Each week during Women’s History Month, we honor and celebrate the women Veterans within our museum and volunteer staff ranks. Their countless contributions and selfless acts of service inspire us daily.
Meet Maria Kelly, U.S. Army and Ohio Army National Guard Veteran and Volunteer at the National Veterans Memorial and Museum
Q: Where were you stationed, what was your job?
A: I enlisted into the US Army when I was a senior in High School. I was stationed in Frankfurt, Germany, where I worked for a Maintenance Evaluation Team. I traveled with the team throughout the V Corps area inspecting publications accounts to ensure that the units had the appropriate technical and field manuals on hand for their assigned equipment. This was during the early – mid 1980s, the Cold War. While there were many tensions and escalations between the NATO Allies and the USSR, there were also many scares due to terrorist organizations such as the Red Army Faction, also known as the Baader-Meinhof gang. While there was a lot of tension during this time, I was young, and managed to travel on and off duty to enjoy a lot of what Europe had to offer. I traveled as much as I could because I thought I may never get to visit again. I planned to leave the Army after my three year tour. After leaving the service, I attended Ohio University where I enrolled in ROTC and enlisted in the Ohio Army National Guard. Once commissioned, I continued to serve in the National Guard. I had the opportunity to serve in numerous domestic and overseas operations until I retired in 2016.
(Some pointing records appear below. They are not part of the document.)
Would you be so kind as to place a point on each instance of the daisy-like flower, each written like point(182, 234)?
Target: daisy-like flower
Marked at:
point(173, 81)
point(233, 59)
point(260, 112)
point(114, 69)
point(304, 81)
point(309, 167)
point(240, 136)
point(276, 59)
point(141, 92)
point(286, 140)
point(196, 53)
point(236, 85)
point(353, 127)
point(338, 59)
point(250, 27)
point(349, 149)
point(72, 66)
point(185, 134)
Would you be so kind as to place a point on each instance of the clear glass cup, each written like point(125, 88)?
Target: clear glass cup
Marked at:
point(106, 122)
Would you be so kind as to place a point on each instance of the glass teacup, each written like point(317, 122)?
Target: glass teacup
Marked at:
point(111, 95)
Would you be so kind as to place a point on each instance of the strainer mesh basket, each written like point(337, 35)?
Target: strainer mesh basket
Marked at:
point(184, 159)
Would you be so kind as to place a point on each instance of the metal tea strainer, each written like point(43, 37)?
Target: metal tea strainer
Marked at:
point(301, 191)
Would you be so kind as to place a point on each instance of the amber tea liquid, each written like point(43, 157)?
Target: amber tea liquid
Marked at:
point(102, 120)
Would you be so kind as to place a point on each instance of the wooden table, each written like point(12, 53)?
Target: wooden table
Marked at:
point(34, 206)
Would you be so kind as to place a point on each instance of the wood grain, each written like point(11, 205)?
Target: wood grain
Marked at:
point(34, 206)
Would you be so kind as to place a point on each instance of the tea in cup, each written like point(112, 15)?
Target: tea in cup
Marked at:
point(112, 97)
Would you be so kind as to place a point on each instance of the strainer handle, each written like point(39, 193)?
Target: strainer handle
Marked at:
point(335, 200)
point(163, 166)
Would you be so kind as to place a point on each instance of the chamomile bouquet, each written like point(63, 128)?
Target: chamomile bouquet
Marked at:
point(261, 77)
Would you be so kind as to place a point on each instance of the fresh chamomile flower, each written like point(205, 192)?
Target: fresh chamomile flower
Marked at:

Q: What does service mean to you?
A: Service is an opportunity we have to strengthen the legacy of those who sacrificed for our freedom. While I didn’t understand that when I enlisted, I certainly learned that lesson during my time in military service.
Q: What impact has service had on your life?
A: Service allowed me the opportunity to share my skills and talents and learn new skills and talents from others. Service puts me in an environment to meet the most amazing people in our country and around our world so that I can continue to grow and contribute to others.
Q: What is your favorite exhibit inside the museum?
A: The exhibit I identify with the most is in the “Transformations” alcove of the core exhibit. One of the main features is a wall with six photographs of service personnel in uniform. But when you move slightly to the right or left, the photos blur before becoming six photographs of the same person as a civilian. There is a quotation from Ben Snyder, A World War II veteran – “…….I wonder if you will find me changed.” Military service is life changing. When you leave the service it is not so easy as trading in your uniform for a suit or dress. I sometimes find myself feeling “stuck in the blur.” No longer a Soldier, but not feeling really like a civilian either. It’s difficult to describe with words, but I think the transformation of the photos – coupled with the blur – describe it well.